Ergebnisse: Alle 3 Reize lösten deutliche Bewegungsantworten aus, die in unterschiedlichem Ausmass richtungsspezifisch adaptierten: Zufallspunkte am stärksten, Sinusgitter sehr wenig. Bei Prüfung auf Kreuzadaptation (z.B. Adaptation mit Punkten, Test mit Streifen) wies die Eigenadaptation den stärksten Effekt auf (p<0.01).

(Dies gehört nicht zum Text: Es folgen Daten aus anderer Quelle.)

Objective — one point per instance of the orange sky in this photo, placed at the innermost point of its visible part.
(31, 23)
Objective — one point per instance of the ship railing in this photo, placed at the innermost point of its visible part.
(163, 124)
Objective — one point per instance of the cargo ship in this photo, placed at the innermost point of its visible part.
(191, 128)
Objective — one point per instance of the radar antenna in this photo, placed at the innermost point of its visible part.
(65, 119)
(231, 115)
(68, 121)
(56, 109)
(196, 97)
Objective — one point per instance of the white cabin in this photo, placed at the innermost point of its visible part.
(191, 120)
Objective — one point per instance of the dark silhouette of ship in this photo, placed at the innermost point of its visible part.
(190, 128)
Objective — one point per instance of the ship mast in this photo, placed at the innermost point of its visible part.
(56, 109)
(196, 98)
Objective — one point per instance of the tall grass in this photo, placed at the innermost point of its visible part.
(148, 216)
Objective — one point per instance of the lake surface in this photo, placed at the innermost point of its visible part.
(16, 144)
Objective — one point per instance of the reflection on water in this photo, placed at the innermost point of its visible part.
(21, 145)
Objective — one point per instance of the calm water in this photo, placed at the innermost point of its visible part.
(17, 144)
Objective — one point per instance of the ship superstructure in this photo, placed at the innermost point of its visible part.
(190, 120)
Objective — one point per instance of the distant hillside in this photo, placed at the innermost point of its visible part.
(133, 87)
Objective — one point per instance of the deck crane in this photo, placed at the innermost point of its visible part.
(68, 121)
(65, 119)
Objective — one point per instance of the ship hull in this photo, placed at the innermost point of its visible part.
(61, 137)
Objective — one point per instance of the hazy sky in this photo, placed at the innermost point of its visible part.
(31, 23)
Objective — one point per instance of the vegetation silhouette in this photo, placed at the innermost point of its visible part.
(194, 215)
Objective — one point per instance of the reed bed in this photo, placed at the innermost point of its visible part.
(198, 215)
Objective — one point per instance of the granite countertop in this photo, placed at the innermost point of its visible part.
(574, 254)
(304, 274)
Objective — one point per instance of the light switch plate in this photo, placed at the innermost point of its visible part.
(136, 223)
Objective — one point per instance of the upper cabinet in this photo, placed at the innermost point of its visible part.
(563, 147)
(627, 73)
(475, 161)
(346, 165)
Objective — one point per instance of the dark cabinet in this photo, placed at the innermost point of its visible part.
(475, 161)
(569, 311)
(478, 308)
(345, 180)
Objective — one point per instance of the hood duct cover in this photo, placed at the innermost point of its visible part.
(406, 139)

Schlußfolgerungen: Ein Bewegungsreiz aktiviert auch bewegungsunspezifische Neuronensysteme. Verschiedene Bewegungsreize aktivieren unterschiedliche Subpopulationen von Bewegungsdetektoren, wobei Zufallspunktmuster offenbar die größte Population erreichen. Gitterreize wie Sinus- oder Rechteckstreifen scheinen für die Untersuchung der Bewegungswahrnehmung wenig geeignet.